You tell me what you think. Go to www.amazon.com and order The Mee Street Chronicles: Straight Up Stories of a Black Woman’s Life; after you read the stories, log on to Amazon and write a Customer Review if you’ve a mind to.

2 comments:

LC. said...

"Adventures of a Maverick Author 3:Scramble Eggs" has th be the most inspirational piece of writing that I enjoy from Frankie Lennon. I admire how she realtes the process of scrambling eggs to her process of publishing a book. The detials in the steps that she describes makes her writing easier to understand and enjoy. When Lennon mentions that life "serves you up raw eggs" and how it is our chioce to make something out of it, I relate my life to this passage because I feel that God has blessed me with special talents and it it my choice to repay him by fulfilling all that i can fulfill in my lifetime.

star3love said...

When Lennon says, “ I found out that life mostly serves you up raw eggs, and it’s up to you to choose how you’ll eat them,” inspires me because I remember going through those situations.
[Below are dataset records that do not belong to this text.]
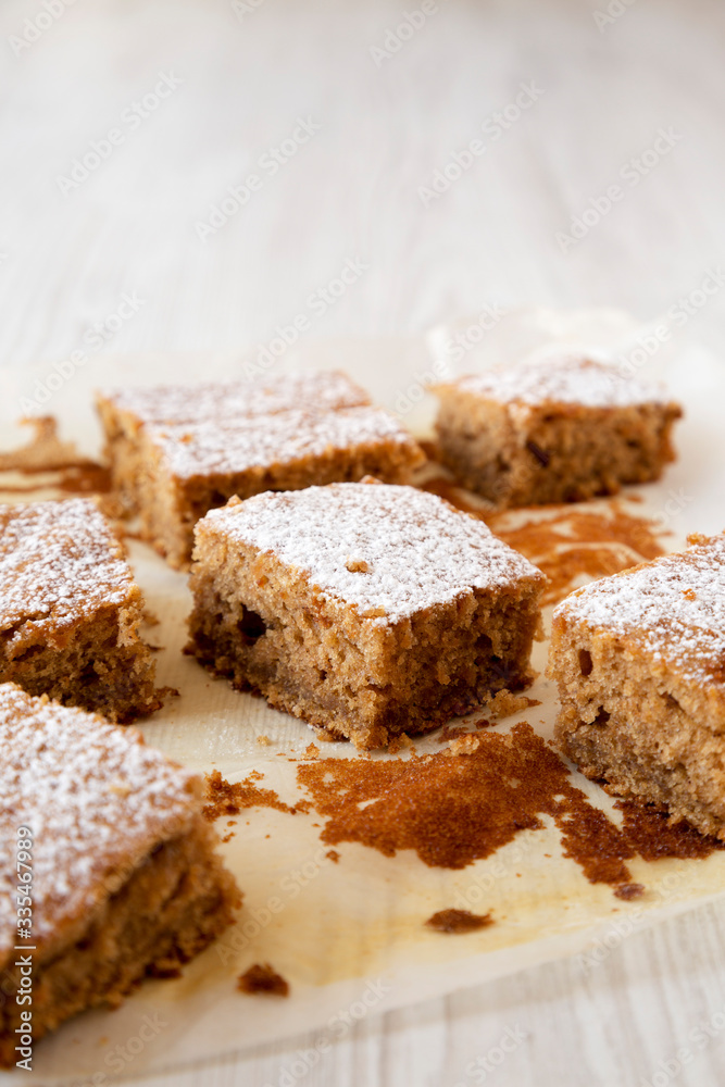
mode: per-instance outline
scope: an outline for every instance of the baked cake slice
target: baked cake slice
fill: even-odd
[[[725,839],[725,536],[568,596],[549,674],[587,777]]]
[[[128,722],[159,709],[141,590],[90,499],[0,507],[0,683]]]
[[[0,1064],[11,1066],[24,1036],[37,1042],[77,1012],[117,1005],[145,976],[177,973],[240,896],[201,782],[136,729],[2,684],[0,783]]]
[[[373,473],[404,483],[425,460],[400,424],[345,374],[99,395],[115,487],[174,566],[193,526],[238,495],[297,490]]]
[[[359,747],[530,679],[543,575],[435,495],[333,484],[199,522],[187,651]]]
[[[658,479],[679,404],[658,386],[578,357],[438,385],[443,462],[499,507],[568,502]]]

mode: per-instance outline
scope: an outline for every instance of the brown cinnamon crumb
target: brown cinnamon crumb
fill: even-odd
[[[501,717],[510,717],[513,713],[521,713],[530,707],[541,705],[538,698],[527,698],[526,695],[512,695],[505,688],[491,696],[486,702],[486,713],[490,713],[495,721]]]
[[[309,810],[307,801],[302,801],[295,808],[284,803],[273,789],[260,789],[254,782],[263,777],[259,771],[253,770],[243,782],[230,784],[225,780],[218,770],[213,770],[207,774],[207,798],[209,803],[202,809],[204,819],[210,823],[221,815],[238,815],[242,808],[275,808],[280,812],[289,812],[295,815],[298,811]]]
[[[466,755],[440,751],[365,765],[321,759],[298,766],[298,780],[326,819],[322,840],[359,841],[386,857],[414,849],[425,864],[462,869],[521,830],[541,829],[540,816],[550,815],[564,855],[587,879],[613,887],[632,882],[625,861],[634,848],[572,785],[564,763],[530,725],[477,738],[478,748]]]
[[[442,454],[440,452],[440,446],[437,441],[430,441],[426,438],[418,438],[417,443],[425,453],[427,460],[433,461],[435,464],[442,464]]]
[[[617,898],[623,898],[625,902],[628,902],[633,898],[639,898],[640,895],[645,894],[645,887],[642,884],[622,884],[614,891]]]
[[[248,971],[237,978],[237,988],[240,992],[249,996],[257,996],[260,992],[271,997],[288,997],[289,983],[272,969],[268,962],[254,963]]]
[[[351,574],[366,574],[370,570],[364,559],[353,559],[352,555],[348,555],[345,566]]]
[[[709,857],[725,849],[725,841],[700,834],[685,820],[673,822],[667,812],[643,800],[617,800],[614,804],[624,813],[622,833],[646,861],[661,857],[679,860]]]
[[[428,928],[437,933],[475,933],[493,924],[490,913],[471,913],[468,910],[439,910],[426,921]]]
[[[452,754],[473,754],[480,746],[480,739],[475,733],[466,733],[465,736],[457,736],[448,741],[448,747]]]
[[[388,744],[388,752],[390,754],[398,754],[399,751],[414,751],[415,745],[408,735],[408,733],[400,733],[398,736],[393,736]]]

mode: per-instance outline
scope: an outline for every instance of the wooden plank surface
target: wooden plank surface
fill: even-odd
[[[237,350],[299,314],[418,333],[695,291],[687,337],[722,350],[725,291],[697,293],[725,252],[716,0],[49,4],[0,10],[13,397],[73,351]],[[721,1085],[724,922],[371,1015],[314,1063],[316,1036],[149,1083]]]

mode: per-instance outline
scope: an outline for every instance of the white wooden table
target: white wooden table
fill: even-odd
[[[7,388],[77,350],[234,350],[301,313],[421,332],[486,301],[651,317],[695,291],[687,335],[720,350],[725,291],[697,291],[725,259],[725,8],[608,3],[7,0]],[[312,1037],[149,1083],[722,1085],[724,922],[371,1015],[296,1078]]]

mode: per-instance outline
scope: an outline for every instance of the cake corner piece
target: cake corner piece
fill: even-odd
[[[0,507],[0,683],[128,723],[162,705],[125,549],[88,498]]]
[[[1,684],[0,738],[0,965],[5,994],[33,998],[29,1021],[25,1002],[0,1008],[0,1065],[12,1066],[28,1025],[35,1044],[146,976],[178,973],[234,921],[240,894],[201,783],[136,729]]]
[[[358,747],[530,679],[545,576],[413,487],[267,492],[197,525],[187,651]]]
[[[187,569],[193,525],[233,496],[373,473],[408,483],[425,457],[412,435],[340,371],[97,397],[112,478],[140,530]]]
[[[548,671],[587,777],[725,840],[725,535],[568,596]]]
[[[563,355],[436,386],[443,462],[498,507],[579,501],[658,479],[682,408],[612,364]]]

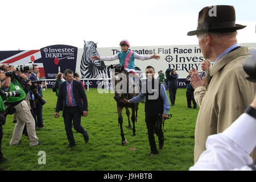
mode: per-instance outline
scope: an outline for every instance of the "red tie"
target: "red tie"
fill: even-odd
[[[72,89],[71,83],[68,84],[68,106],[72,107]]]

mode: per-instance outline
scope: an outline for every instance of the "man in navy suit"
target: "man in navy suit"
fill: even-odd
[[[203,72],[200,73],[199,75],[199,77],[200,77],[201,80],[203,79],[203,77],[205,76],[205,70],[207,68],[210,68],[210,63],[208,60],[203,60],[202,62],[202,64],[201,64],[201,68],[203,70]]]
[[[88,142],[87,131],[81,126],[81,116],[88,115],[87,98],[80,81],[74,80],[74,75],[71,69],[64,72],[66,81],[60,84],[59,95],[54,116],[58,118],[59,111],[63,109],[65,130],[69,144],[68,148],[75,146],[72,132],[72,120],[75,129],[81,133],[85,143]]]
[[[38,80],[36,75],[39,72],[39,68],[36,64],[34,65],[33,68],[33,71],[28,77],[28,79],[31,80],[31,81]],[[35,84],[38,86],[38,93],[41,97],[43,97],[42,89],[46,86],[44,85],[38,85],[37,84]],[[31,107],[31,113],[33,115],[34,118],[35,119],[36,127],[38,127],[39,128],[44,128],[45,127],[43,123],[42,117],[43,105],[36,98],[35,98],[34,96],[31,92],[30,92],[30,101]]]

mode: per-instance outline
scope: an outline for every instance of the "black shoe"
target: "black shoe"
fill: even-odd
[[[89,135],[88,135],[84,136],[84,140],[85,142],[85,143],[88,143],[88,141],[89,141]]]
[[[150,157],[152,158],[152,156],[154,155],[158,155],[159,154],[158,151],[156,150],[155,151],[151,151]]]
[[[159,140],[159,149],[162,149],[164,144],[164,140],[166,139],[161,139]]]
[[[1,159],[0,159],[0,163],[4,163],[5,162],[7,162],[9,160],[10,160],[10,159],[7,159],[3,158],[2,158]]]
[[[71,149],[71,148],[72,147],[74,147],[75,146],[75,144],[69,144],[68,146],[68,147],[67,147],[67,148],[68,149]]]

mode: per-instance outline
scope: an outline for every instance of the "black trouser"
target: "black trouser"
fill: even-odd
[[[159,128],[156,127],[156,122],[159,119],[159,116],[147,116],[146,115],[145,121],[147,124],[147,134],[148,136],[148,141],[150,144],[150,150],[151,152],[155,153],[158,151],[156,145],[155,144],[155,133],[158,136],[158,140],[164,139],[164,134],[162,130],[162,126]]]
[[[176,93],[177,92],[177,88],[174,86],[169,86],[169,96],[171,103],[172,105],[175,104]]]
[[[0,125],[0,160],[3,158],[3,153],[2,153],[2,139],[3,139],[3,126]]]
[[[38,100],[36,101],[36,115],[38,122],[38,127],[44,127],[44,124],[43,123],[43,114],[42,114],[43,105],[42,105],[41,102],[40,102],[40,101]]]
[[[188,107],[191,107],[191,101],[193,102],[194,108],[196,108],[196,102],[194,98],[194,92],[187,90],[186,92],[187,102],[188,103]]]
[[[81,126],[81,113],[78,107],[65,107],[63,118],[67,136],[71,146],[75,146],[74,136],[72,131],[72,120],[74,129],[84,137],[87,136],[87,131]]]
[[[38,127],[38,121],[36,120],[36,104],[34,100],[30,100],[30,107],[31,109],[30,111],[31,112],[32,115],[33,116],[34,119],[35,120],[35,127]]]

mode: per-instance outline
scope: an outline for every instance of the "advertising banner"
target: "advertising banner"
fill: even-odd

When I was in middle school I took the “raw” path and affected me in so many ways. I lost the respect of my family and was going in the wrong path at school. I soon realized that this path was getting me nowhere. Whatever happened to those dreams I had as a child of becoming a successful doctor? Eventually I got my head straight and when I entered high school it all started to come step by step to succeeding my goals. But then again I soon comprehended that all the work I was doing was not for me but to show everyone that doubted me wrong. Like Lennon says, “So I spent a lot of time people-pleasing rather that living my life”. And that’s a quote that relates to me.